Distinguished Speaker Series: Not All Experimental Questions Are Created Equal: Accelerating Scientific Data to Knowledge (SD2K) Transformation via Active Learning and Artificial Intelligence

Prof. Simon Kasif, Department of Biomedical Engineering, Boston University
26 December 2019, 11:00 
Check Point building, room 420, Computer Science, TAU 
Distinguished Speaker Series

Abstract:  

Not All Experimental Questions Are Created Equal: Accelerating Scientific Data to Knowledge (SD2K) Transformation via Active Learning and Artificial Intelligence (AI)

Prof. Simon Kasif

Boston University 

 

Deciphering and understanding nature is one of the greatest challenges of science.  Living organisms evolve their parts and systems to produce functions and behaviors needed to survive and flourish in natural and synthetic environments.  Evolution has been often associated with life-long learning. 
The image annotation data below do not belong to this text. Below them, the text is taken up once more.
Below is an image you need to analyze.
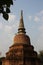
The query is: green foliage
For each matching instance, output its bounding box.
[38,50,43,65]
[0,0,13,20]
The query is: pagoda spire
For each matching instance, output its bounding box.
[18,10,26,34]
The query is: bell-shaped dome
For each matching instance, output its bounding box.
[14,34,30,44]
[14,11,30,44]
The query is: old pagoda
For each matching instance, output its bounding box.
[2,11,40,65]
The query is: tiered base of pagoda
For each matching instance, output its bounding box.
[2,44,40,65]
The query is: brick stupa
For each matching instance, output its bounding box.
[2,11,40,65]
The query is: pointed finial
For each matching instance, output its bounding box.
[18,10,25,33]
[21,10,23,17]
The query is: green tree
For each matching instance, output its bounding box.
[0,0,13,20]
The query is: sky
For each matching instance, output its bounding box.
[0,0,43,57]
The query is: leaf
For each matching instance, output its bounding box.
[3,12,9,20]
[6,8,10,13]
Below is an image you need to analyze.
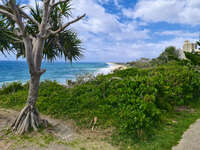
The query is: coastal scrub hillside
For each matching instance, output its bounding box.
[0,62,200,139]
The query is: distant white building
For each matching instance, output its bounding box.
[180,40,200,59]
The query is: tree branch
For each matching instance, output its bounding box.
[0,8,15,21]
[19,9,40,27]
[49,0,70,13]
[50,14,86,34]
[39,0,50,36]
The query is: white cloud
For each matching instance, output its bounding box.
[123,0,200,25]
[155,30,199,39]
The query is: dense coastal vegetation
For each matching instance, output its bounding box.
[0,56,200,149]
[0,0,200,150]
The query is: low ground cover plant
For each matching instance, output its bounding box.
[0,62,200,138]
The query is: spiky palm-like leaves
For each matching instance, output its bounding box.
[0,1,83,62]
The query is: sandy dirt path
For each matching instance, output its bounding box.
[0,108,118,150]
[172,119,200,150]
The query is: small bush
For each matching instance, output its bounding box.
[0,62,200,138]
[0,82,23,94]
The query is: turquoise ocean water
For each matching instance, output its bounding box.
[0,61,109,86]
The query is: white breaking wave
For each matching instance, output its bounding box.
[94,63,118,76]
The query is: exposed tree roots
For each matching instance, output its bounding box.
[11,105,48,134]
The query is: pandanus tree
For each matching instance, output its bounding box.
[0,0,85,134]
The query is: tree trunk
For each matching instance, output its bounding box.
[11,74,48,134]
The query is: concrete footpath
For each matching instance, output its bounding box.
[172,119,200,150]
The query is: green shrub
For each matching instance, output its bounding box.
[0,62,200,137]
[0,82,23,94]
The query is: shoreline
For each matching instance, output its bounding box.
[0,62,127,89]
[93,62,127,76]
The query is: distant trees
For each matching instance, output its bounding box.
[184,41,200,66]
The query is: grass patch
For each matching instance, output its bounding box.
[0,62,200,150]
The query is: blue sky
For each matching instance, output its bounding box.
[0,0,200,62]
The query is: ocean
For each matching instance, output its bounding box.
[0,61,111,87]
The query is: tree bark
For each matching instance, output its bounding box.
[11,74,48,134]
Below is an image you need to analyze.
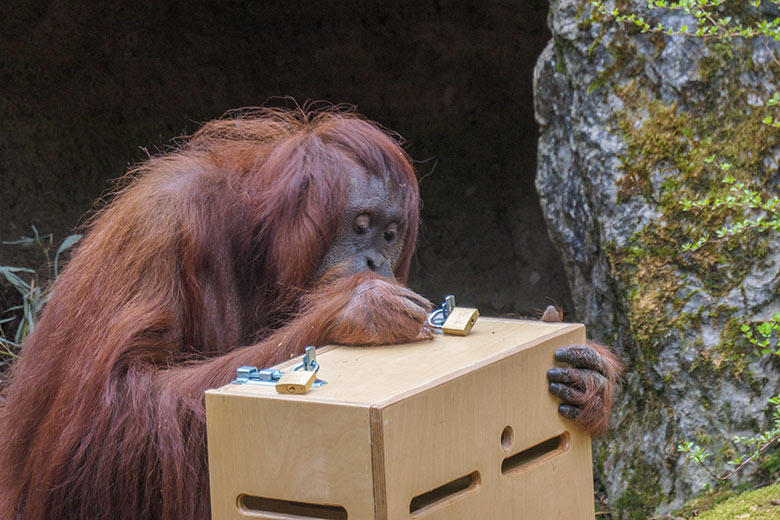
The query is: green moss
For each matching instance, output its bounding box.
[607,37,780,376]
[696,483,780,520]
[615,460,663,520]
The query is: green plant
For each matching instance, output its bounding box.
[0,226,81,367]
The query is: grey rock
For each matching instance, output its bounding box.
[534,0,780,518]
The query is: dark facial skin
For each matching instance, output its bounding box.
[318,166,406,280]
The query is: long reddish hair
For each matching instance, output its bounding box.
[0,109,419,520]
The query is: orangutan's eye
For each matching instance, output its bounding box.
[352,213,371,235]
[384,222,398,244]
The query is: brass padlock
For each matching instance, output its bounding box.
[441,307,479,336]
[276,370,317,394]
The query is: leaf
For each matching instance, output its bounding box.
[0,266,35,294]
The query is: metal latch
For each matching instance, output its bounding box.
[428,294,479,336]
[231,347,328,388]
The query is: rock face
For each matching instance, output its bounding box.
[534,0,780,518]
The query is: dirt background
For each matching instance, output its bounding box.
[0,0,573,332]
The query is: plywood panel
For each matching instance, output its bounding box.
[216,318,584,405]
[381,322,594,520]
[206,318,594,520]
[206,392,374,520]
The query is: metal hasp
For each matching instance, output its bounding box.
[428,294,455,334]
[231,346,328,388]
[427,294,479,336]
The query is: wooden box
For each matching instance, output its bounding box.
[206,318,594,520]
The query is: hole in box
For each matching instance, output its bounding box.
[238,495,347,520]
[409,471,482,518]
[501,432,569,477]
[501,426,514,451]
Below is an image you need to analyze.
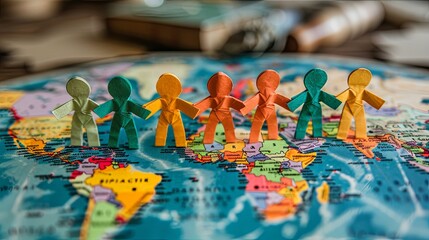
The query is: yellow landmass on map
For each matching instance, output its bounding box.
[85,165,162,221]
[9,116,71,155]
[344,130,391,158]
[0,91,24,109]
[285,148,317,168]
[316,182,329,203]
[70,173,92,197]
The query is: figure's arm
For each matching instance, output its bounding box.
[176,98,200,118]
[88,99,99,111]
[337,89,350,102]
[240,93,260,115]
[274,93,290,110]
[320,91,342,109]
[143,98,162,119]
[362,90,385,109]
[287,91,307,112]
[94,100,113,118]
[52,99,74,119]
[228,97,246,112]
[194,97,212,118]
[127,100,150,119]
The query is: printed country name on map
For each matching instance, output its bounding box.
[170,184,245,194]
[7,225,55,237]
[0,185,36,192]
[99,178,148,184]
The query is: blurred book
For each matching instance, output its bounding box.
[105,1,269,52]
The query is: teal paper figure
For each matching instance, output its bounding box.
[287,68,341,139]
[52,77,100,147]
[94,76,150,149]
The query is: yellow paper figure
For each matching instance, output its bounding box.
[337,68,384,139]
[143,73,199,147]
[52,77,100,147]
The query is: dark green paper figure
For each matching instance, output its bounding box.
[94,77,150,149]
[287,68,341,139]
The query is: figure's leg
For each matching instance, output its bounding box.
[311,108,323,138]
[355,107,367,138]
[222,115,236,143]
[107,117,122,148]
[124,119,139,149]
[203,112,219,144]
[249,110,265,143]
[171,115,186,147]
[295,105,311,139]
[155,116,168,147]
[85,119,100,147]
[267,112,279,140]
[70,114,83,146]
[337,105,353,139]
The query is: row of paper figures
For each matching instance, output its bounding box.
[52,68,384,149]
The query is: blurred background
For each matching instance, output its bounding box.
[0,0,429,80]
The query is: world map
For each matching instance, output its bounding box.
[0,54,429,239]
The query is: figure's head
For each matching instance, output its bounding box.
[304,68,328,93]
[66,76,91,99]
[107,76,132,101]
[207,72,232,97]
[256,69,280,95]
[348,68,372,92]
[156,73,182,99]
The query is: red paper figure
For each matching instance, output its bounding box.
[194,72,245,144]
[241,70,290,143]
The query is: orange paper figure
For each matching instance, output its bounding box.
[143,73,198,147]
[337,68,384,139]
[241,70,290,143]
[194,72,245,144]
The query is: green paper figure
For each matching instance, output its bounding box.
[287,68,341,139]
[94,76,150,149]
[52,77,100,147]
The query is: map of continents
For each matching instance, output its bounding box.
[0,55,429,239]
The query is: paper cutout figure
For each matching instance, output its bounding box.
[194,72,245,144]
[337,68,384,139]
[241,70,290,143]
[94,76,150,149]
[143,73,199,147]
[288,68,341,139]
[52,77,100,147]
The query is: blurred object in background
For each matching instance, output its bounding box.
[0,0,62,21]
[372,1,429,67]
[106,0,289,52]
[373,24,429,67]
[0,0,429,79]
[0,0,145,79]
[382,0,429,26]
[219,8,302,55]
[287,1,384,52]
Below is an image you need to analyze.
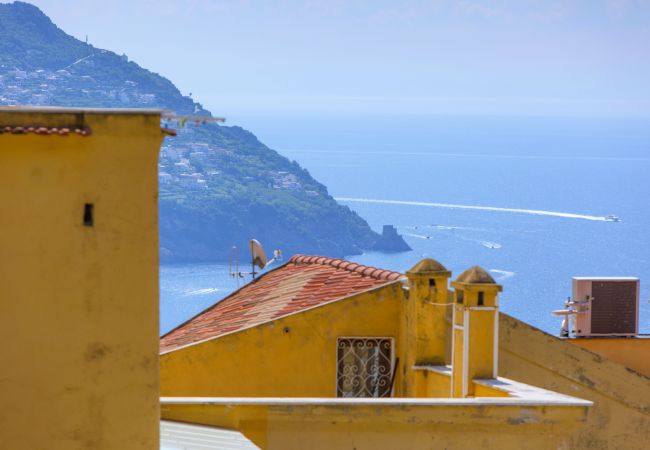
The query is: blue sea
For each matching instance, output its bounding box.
[160,115,650,334]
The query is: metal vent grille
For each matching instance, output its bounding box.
[591,281,637,334]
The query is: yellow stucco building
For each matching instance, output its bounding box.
[0,108,650,450]
[161,256,632,449]
[0,108,163,450]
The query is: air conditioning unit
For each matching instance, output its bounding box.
[571,277,640,337]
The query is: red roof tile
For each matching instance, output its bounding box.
[0,125,91,136]
[160,255,402,352]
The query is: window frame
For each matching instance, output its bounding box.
[334,335,396,398]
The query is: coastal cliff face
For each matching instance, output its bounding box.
[0,2,379,262]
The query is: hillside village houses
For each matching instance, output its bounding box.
[0,107,650,450]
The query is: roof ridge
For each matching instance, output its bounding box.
[289,254,404,281]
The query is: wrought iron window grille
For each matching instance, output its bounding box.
[336,337,393,398]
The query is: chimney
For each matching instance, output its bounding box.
[405,258,452,394]
[451,266,502,398]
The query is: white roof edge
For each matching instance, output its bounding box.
[160,394,593,408]
[572,277,639,281]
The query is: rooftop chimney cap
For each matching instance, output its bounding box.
[406,258,451,276]
[455,266,497,285]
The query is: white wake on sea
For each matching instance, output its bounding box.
[490,269,515,281]
[183,288,221,297]
[335,197,611,222]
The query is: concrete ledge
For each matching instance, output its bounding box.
[160,396,592,408]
Scientists have been documenting and attempting to understand nature since the beginning of human existence.  Thus, both knowledge and understanding of nature is part of our cumulative intelligence.  It has been argued that intelligence itself is a product of natural evolution summarized nicely in the following quote   "We see things as we are not as they are".   We would even dare to conjecture that the necessity to decode and respond to nature and complex behaviors is what drove human intelligence.  Thus, "applying" AI to formalizing and understanding life may lead to a better understanding of nature, learning, and intelligence. One of the many important distinctions between us and other living species is our ability to conduct and advance complex science.

In this talk we describe a first of a kind community project called “Computational Bridges to Experiments” (COMBREX).  COMBREX aims to drive biological experiments by an intelligent system that performs many tasks including asking the most informative questions that catalyze the fastest advances in knowledge or other priorities. The prioritization of questions is driven by a rudimentary Active Learning framework.  The project features a combination of many technical and logistic ideas including a new funding scheme, citizen’s science, tracking provenance and knowledge gaps, and more.   COMBREX built a community of experimental and computational scientists in many universities (including Tel Aviv U.) working in concert to advance the understanding of protein function.   We believe that COMBREX serves as useful and general human centered and interactive model for an open society of human and robot scientists.  COMBREX was inspired and co-founded by Dr. Richard Roberts and benefitted from ideas and contributions from numerous scientists.

 

Bio: Prof.  Simon Kasif was trained in AI and CS. His mentors in AI were Profs. Azriel Rosenfeld and Jack Minker (among the pioneers in Computer Vision and Deductive Databases respectively).  He directed the AI Lab at Johns Hopkins University engaged in both theory and development of parallel AI systems, Reasoning and Machine Learning.  In 1999, he joined the Human Genome Project (MIT Genome Center and CRL).  He joined Boston University as the founding co-director of the Center for Advanced Genome Technology (with Charles DeLisi who started the Human Genome Project at DOE).  Prof. Kasif held appointments at Children’s Hospital (Harvard-MIT program in Health Sciences and Technology) and Joslin Diabetes Center at Harvard Medical School.  He also held advisory and consulting positions in academia (e.g., Columbia U., Carnegie Mellon U., U. Chicago, Johns Hopkins U.) and industry (start-ups and large companies). In Computational and Systems Biology, his contributions include popularizing graphical models for molecular biology (1992-), a widely used system for gene finding, introduction of network based protein function prediction, COMBREX and AI/network models for the study of aging, wellness and disease staging.

 

Host: Prof. Roded Sharan, School of Computer Science.